Open data are released after an embargo period of six years, which allows the collaboration to understand the detector performance and to exploit the scientific potential of these data. This is also necessary for the time needed to reprocess the data with the best available knowledge before the release.
The first release of each year’s data consists of 50% of the integrated luminosity recorded by the experiment, and the remaining data will be released within ten years, unless active analysis is still ongoing. However, the amount of open data will be limited to 20% of data with the similar centre-of-mass energy and collision type while such data are still planned to be taken.
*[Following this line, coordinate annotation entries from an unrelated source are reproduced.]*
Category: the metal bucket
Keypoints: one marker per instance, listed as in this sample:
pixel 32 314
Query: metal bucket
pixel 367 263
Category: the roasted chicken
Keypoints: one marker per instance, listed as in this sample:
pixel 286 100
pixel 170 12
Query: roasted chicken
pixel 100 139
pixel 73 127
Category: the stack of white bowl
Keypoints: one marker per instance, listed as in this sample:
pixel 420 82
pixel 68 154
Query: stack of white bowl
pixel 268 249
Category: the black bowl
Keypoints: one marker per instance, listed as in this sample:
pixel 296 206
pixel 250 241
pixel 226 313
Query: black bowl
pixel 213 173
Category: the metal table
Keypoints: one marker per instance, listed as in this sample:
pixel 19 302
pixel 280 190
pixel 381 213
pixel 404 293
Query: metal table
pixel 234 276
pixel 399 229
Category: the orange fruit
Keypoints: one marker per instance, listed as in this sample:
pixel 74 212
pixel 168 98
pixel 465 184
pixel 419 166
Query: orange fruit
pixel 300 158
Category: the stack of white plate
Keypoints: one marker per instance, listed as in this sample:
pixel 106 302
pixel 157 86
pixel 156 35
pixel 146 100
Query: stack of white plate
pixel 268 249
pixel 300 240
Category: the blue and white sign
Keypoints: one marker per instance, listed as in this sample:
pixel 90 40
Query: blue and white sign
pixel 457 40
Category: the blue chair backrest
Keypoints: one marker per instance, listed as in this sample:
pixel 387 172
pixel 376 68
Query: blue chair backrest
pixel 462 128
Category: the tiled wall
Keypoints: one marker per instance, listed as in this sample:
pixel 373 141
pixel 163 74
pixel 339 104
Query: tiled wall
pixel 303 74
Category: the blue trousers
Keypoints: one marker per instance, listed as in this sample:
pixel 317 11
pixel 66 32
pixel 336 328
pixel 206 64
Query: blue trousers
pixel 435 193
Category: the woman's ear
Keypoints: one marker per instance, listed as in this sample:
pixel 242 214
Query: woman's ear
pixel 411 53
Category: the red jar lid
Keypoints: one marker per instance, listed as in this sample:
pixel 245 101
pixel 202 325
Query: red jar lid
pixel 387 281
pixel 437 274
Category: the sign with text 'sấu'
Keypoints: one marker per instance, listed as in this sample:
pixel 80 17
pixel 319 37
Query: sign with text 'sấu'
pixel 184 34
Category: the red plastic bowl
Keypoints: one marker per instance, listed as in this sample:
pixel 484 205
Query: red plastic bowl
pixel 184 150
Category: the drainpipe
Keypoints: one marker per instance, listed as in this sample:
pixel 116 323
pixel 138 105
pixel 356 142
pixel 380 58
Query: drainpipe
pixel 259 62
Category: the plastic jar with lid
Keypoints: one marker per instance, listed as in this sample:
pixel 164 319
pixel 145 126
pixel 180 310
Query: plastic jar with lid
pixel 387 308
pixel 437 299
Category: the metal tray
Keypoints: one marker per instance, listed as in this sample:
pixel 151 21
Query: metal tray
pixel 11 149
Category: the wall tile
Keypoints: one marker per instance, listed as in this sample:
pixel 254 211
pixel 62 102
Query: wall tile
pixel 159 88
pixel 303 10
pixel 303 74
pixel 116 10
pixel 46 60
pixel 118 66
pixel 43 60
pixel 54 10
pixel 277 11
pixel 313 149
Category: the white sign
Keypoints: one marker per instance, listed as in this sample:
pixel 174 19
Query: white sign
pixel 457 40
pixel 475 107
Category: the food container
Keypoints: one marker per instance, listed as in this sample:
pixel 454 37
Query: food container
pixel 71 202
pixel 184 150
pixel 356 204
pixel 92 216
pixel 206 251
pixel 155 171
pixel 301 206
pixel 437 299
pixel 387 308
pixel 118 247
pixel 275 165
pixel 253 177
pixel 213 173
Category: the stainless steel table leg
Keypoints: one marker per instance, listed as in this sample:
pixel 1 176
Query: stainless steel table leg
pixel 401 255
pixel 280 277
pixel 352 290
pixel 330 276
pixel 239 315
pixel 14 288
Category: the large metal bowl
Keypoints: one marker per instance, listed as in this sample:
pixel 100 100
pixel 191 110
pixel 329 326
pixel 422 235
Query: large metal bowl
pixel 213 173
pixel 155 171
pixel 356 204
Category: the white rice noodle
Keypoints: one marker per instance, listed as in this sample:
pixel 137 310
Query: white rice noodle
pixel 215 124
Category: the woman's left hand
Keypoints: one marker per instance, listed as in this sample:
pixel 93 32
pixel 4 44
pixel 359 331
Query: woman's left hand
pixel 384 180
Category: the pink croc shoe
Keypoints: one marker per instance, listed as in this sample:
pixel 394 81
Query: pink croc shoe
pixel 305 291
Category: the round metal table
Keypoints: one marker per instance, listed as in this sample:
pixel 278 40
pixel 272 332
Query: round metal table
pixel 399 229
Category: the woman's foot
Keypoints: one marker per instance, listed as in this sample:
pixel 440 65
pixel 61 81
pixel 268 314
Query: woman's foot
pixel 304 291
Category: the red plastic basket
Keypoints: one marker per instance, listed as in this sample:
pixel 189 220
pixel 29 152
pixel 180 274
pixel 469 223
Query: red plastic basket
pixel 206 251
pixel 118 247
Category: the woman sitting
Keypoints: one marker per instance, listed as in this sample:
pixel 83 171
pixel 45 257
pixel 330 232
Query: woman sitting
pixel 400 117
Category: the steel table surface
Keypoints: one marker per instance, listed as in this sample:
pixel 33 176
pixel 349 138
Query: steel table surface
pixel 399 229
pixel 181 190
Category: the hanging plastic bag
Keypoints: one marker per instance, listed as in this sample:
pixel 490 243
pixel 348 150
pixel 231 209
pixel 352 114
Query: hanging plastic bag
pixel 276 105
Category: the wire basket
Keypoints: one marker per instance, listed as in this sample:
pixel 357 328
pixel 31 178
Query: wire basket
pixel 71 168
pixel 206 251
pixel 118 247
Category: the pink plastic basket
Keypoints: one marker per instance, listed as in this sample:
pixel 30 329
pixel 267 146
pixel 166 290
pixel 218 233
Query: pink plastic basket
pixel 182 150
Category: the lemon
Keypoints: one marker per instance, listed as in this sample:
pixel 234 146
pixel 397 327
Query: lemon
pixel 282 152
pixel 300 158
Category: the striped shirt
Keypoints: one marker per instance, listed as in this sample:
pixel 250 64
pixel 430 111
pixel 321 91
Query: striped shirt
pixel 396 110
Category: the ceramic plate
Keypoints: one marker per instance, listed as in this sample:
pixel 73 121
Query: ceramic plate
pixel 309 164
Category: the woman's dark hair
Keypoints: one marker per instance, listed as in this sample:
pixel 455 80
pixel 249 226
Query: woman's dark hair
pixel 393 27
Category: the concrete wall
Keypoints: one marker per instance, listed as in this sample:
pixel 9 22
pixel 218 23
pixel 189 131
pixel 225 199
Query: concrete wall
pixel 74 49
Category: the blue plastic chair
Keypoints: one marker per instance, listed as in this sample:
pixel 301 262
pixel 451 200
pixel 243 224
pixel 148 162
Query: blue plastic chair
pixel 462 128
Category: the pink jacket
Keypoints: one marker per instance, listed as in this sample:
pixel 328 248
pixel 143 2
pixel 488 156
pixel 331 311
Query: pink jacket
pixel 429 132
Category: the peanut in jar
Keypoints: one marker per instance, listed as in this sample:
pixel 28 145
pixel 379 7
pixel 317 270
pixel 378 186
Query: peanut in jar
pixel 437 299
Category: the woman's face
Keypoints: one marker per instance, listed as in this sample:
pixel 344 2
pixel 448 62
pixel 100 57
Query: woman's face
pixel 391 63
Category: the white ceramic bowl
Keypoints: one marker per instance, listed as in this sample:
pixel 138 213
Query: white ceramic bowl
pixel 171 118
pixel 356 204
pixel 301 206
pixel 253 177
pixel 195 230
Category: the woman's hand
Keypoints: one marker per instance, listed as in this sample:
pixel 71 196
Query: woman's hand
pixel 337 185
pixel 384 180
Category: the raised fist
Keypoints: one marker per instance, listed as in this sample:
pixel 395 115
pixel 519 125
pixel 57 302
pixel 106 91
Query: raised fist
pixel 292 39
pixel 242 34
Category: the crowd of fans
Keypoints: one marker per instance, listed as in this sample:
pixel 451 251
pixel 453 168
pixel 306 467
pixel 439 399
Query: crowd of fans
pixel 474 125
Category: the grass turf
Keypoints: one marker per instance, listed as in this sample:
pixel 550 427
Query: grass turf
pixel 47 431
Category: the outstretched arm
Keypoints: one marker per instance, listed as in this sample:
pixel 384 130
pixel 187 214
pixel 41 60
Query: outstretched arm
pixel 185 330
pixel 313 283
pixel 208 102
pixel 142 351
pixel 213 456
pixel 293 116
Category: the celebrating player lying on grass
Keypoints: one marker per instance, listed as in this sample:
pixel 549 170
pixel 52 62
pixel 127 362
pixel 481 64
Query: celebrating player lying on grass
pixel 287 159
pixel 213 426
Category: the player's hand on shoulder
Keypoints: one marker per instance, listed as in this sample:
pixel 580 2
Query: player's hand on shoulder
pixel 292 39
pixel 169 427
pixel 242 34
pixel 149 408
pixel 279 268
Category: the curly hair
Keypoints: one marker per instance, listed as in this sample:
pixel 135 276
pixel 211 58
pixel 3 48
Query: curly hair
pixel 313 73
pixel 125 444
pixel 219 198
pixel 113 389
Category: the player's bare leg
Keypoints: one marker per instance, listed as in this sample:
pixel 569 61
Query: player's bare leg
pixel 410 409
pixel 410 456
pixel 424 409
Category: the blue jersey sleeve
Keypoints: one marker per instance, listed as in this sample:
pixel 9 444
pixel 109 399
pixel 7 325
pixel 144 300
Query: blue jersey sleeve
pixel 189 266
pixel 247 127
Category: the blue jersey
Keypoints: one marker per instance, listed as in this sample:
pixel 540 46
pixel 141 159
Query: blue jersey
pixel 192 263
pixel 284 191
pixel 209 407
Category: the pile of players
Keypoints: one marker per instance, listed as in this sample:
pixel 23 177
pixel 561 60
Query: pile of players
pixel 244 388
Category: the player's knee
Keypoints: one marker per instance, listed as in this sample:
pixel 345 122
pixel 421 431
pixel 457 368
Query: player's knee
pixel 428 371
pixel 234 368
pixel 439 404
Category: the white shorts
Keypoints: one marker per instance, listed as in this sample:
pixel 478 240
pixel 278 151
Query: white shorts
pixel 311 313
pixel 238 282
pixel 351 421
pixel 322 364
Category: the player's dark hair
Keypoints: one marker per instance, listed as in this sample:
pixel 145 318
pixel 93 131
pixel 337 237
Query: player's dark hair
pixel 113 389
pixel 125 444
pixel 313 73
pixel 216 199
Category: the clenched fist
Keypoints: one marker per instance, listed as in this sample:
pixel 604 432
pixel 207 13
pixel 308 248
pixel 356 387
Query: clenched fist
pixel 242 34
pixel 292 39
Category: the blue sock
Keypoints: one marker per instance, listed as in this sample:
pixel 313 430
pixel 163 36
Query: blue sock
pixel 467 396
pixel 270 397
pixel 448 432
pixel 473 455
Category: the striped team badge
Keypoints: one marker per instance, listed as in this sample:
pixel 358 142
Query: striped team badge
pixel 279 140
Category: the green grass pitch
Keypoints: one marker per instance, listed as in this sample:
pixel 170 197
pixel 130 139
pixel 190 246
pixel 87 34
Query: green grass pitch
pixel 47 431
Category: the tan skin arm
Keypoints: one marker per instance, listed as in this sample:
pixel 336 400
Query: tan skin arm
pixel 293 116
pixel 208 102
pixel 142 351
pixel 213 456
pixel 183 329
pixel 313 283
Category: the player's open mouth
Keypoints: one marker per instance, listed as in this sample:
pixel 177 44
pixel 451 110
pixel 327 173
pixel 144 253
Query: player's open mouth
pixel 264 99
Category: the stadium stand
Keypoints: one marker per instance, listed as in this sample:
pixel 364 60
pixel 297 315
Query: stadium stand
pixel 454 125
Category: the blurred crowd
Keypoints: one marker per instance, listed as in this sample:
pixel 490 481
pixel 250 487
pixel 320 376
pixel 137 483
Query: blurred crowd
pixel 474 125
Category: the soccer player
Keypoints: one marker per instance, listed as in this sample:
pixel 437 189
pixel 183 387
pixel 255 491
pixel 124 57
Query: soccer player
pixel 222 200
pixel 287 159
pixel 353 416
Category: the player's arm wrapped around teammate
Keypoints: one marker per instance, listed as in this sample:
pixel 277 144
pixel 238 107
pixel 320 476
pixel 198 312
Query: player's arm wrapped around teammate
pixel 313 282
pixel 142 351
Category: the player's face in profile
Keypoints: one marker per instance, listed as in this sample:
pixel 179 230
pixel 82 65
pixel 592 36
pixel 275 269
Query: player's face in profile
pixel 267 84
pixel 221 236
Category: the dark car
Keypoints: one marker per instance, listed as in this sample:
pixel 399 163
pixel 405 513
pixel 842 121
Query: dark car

This approach allows for a fairly prompt release of the data after a major reprocessing once the reconstruction has been optimised, but still guarantees that the collaboration will have the opportunity to complete the planned studies with the complete dataset first.
The open data releases are regulated in the CMS data preservation, re-use and open access policy.
CERN open data portal includes a brief description about CMS open data and different tools available to analyze them. The main points are:
-
the released data are as those used by the CMS collaboration, with all their complexicity
-
some CMS-specific software is needed and available to get started with these data
-
a computing environment compatible with the data and software needed for their analysis is provided.
The experimental particle physics data are complex and studying them requires a solid understanding of the underlying physics, knowledge of different detector systems involved in data taking, and some mastering of the data handling. Some of these challenges have been addressed in this note, and this guide is part of the measures taken to improve the usability of CMS open data.